Habitat preferences 
Ripogonum scandens will inhabit a wide range of soil types such as red-brown loams, pumice, yellow brown and alluvial. It has also been known to be able to withstand swampy forests where the soil may be flooded periodically throughout the year and hooping of the roots above ground was observed in such soil conditions. Due to the climbing nature to the Supplejack they require strong branches and trucks to be able to climb up or else they remain a matted shrub on the forest floor.

Phenology 
Shoots of differing lengths can be seen at all times during the year however they are most common during the springtime where the sun becomes stronger and they are able to photosynthesize more. Anthers become visible in December and through January. Once the anthers have been pollinated by either an insect or by wild pollination (wind dispersal/ browsing/ seed dispersal), the fruit takes approximately 12–15 months to fully ripen; the berries can be seen all year round.

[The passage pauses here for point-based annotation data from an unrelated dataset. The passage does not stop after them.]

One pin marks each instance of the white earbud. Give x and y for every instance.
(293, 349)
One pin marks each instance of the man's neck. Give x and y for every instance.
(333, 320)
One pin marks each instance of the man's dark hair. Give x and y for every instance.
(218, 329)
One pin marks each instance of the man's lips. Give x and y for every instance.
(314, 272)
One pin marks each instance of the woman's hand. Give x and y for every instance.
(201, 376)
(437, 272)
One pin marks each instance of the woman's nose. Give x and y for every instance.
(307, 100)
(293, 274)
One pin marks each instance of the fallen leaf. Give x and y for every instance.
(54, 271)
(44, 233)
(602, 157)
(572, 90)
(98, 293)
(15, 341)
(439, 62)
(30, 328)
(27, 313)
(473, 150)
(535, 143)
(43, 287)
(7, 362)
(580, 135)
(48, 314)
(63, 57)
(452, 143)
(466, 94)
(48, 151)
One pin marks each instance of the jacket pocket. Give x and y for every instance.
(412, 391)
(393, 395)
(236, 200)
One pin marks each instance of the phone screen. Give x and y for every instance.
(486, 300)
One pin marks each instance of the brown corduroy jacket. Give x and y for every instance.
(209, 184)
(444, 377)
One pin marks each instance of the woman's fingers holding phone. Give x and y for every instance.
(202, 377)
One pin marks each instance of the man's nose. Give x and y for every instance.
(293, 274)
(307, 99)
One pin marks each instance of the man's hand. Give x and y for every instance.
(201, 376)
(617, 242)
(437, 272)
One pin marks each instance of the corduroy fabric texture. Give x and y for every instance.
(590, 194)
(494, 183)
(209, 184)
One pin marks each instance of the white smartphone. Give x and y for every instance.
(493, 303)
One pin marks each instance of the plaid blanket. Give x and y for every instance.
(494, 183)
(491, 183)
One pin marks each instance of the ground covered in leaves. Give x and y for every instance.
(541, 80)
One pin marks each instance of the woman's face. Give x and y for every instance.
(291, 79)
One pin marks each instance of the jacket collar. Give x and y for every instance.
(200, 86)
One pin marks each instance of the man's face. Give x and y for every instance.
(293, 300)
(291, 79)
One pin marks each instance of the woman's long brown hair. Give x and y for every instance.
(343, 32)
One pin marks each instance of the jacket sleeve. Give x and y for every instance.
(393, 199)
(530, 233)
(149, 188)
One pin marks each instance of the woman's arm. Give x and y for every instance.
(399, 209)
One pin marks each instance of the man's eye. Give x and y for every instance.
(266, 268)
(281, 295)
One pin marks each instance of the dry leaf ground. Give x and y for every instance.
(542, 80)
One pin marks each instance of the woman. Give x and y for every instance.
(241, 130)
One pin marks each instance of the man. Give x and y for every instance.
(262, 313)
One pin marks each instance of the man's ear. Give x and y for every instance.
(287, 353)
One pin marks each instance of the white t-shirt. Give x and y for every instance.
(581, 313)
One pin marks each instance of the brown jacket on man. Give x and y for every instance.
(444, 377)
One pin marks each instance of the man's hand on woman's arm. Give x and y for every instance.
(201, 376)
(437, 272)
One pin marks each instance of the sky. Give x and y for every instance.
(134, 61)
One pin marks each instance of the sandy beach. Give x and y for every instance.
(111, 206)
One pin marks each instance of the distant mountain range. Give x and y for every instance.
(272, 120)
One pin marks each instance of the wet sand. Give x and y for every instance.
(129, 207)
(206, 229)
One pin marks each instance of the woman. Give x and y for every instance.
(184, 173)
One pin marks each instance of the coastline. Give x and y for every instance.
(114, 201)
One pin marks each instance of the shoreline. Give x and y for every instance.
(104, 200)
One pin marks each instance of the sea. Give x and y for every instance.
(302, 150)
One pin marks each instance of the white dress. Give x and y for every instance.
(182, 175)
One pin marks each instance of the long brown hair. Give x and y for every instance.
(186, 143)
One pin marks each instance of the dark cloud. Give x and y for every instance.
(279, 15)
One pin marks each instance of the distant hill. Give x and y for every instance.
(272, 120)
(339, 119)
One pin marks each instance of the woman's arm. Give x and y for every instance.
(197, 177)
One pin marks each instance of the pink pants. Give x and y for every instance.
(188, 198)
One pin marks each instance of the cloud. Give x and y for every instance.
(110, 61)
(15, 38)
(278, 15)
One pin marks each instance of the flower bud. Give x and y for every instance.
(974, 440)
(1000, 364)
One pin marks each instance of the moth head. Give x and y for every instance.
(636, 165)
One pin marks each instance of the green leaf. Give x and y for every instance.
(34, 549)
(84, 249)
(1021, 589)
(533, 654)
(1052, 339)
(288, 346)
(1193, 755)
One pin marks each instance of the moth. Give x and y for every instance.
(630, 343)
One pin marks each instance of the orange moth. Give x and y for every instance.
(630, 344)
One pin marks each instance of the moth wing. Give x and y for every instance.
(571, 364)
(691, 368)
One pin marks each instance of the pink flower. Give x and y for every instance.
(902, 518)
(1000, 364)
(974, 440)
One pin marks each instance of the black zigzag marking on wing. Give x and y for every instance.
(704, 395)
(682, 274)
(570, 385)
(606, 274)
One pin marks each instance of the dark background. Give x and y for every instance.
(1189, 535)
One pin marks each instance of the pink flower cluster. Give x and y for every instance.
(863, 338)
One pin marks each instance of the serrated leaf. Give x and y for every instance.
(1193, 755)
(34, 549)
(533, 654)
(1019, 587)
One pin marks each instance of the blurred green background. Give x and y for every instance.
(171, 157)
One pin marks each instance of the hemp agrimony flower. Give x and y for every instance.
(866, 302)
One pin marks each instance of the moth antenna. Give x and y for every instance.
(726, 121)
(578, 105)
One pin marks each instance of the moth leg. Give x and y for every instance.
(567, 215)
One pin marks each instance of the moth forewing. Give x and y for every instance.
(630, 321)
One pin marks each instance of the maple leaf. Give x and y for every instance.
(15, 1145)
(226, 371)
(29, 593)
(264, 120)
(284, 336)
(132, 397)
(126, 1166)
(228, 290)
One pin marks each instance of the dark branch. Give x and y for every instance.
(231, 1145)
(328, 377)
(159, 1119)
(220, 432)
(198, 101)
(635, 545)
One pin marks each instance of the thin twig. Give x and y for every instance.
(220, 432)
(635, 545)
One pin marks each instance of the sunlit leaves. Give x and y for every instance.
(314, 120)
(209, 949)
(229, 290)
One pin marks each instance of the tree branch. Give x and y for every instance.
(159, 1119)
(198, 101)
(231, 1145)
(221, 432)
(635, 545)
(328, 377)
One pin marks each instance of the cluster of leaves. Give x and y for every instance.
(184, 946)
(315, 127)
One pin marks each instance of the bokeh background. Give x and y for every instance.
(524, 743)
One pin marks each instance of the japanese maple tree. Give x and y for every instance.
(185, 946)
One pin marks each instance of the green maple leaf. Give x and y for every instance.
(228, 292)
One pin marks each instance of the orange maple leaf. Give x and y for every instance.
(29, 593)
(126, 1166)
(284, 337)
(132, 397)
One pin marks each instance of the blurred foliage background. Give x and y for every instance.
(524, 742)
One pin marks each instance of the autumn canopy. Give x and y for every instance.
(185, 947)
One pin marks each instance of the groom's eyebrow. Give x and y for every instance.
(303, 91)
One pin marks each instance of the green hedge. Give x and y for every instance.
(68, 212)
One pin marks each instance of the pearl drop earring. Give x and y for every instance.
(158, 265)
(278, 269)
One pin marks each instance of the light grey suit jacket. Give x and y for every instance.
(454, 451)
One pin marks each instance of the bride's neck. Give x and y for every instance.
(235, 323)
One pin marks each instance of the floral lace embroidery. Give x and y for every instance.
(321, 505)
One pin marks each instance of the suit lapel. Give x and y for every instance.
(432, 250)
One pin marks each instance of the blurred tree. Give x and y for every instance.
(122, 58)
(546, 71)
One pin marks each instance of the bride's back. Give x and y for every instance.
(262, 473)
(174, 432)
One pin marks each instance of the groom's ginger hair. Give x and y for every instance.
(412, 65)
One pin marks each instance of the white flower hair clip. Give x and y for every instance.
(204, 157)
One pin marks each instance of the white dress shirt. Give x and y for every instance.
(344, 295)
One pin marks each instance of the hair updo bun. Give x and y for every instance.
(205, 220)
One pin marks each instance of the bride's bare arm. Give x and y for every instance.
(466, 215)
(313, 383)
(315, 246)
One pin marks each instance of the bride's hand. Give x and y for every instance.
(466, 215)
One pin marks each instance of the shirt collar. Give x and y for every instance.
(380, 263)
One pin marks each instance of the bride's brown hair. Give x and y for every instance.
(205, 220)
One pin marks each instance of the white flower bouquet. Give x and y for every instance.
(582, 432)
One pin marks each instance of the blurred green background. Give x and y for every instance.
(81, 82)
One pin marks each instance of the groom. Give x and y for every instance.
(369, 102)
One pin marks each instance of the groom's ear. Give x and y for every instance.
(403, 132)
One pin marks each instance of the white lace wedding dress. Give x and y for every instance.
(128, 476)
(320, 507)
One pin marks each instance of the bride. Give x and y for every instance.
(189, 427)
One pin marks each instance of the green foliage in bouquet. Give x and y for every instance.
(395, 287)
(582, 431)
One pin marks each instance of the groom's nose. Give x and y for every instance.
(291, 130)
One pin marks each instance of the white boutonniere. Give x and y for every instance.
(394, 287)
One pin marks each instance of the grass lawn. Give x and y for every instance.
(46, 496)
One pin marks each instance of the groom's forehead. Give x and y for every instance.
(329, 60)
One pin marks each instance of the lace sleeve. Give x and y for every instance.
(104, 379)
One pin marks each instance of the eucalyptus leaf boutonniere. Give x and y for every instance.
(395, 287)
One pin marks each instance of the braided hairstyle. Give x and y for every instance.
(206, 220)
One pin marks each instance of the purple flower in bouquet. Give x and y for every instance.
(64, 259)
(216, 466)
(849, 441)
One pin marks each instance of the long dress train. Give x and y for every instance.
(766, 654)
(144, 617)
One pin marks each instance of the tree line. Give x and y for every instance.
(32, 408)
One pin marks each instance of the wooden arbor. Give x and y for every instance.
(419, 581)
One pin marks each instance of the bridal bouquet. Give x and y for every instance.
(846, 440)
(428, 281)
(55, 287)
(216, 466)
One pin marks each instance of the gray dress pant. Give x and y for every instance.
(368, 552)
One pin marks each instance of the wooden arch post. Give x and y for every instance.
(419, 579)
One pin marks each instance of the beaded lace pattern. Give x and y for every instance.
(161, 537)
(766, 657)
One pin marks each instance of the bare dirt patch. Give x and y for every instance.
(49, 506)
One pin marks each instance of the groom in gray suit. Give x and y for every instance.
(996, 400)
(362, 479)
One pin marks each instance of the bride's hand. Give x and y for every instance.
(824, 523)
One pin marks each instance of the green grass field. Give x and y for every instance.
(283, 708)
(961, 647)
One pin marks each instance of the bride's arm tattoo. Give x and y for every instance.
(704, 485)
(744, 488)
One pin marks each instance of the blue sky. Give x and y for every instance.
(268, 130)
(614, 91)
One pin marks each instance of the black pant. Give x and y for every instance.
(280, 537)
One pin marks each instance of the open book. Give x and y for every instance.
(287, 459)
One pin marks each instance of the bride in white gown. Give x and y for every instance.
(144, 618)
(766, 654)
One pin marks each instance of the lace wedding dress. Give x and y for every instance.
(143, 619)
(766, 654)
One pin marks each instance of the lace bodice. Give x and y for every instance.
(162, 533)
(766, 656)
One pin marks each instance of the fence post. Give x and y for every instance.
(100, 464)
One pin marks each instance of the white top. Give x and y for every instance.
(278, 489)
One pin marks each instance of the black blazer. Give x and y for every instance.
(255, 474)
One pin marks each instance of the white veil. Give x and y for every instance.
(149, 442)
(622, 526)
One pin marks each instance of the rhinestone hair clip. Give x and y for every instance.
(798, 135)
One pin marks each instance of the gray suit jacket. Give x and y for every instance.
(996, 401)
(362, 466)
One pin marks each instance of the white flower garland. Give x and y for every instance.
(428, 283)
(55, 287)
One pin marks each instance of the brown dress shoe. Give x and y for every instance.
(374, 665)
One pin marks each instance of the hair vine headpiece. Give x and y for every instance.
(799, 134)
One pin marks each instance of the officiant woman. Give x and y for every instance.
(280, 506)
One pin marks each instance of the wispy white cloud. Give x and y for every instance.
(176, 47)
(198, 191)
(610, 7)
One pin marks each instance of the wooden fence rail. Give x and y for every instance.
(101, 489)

The seed germinates easily only if it doesn’t dry out.

Pathogens / predators 
Kererū (Hemiphaga novae-seelandiae) and blackbirds (Turdus merula) are two bird species that consume supplejack fruit. Kaka (Nestor meridionalis) have also been known to eat supplejack berries. A new climber species Geitonoplesium cymosum has been introduced to New Zealand. This species is similar to the native supplejack but may out-compete supplejack. Wild pigs also have a negative impact on juvenile supplejack as they forage through the forest floor. While they are disturbing and consuming other plants, they are also uprooting growing supplejack. Deer and cattle also have the same negative impact on supplejack. These mammals graze on the seedlings and growing juvenile plants. Possums(Trichosurus vulpecula) also feed on supplejack berries.
Sooty mould (Trichopeltheca asiatica). This fungus is common across New Zealand and smothers the supplejack leaves and stems, affecting the plant's photosynthetic capability.
Ctenopseustis obliquana larvae are found in ripe fruit and will consume the stems, leaves and flowers of the supplejack.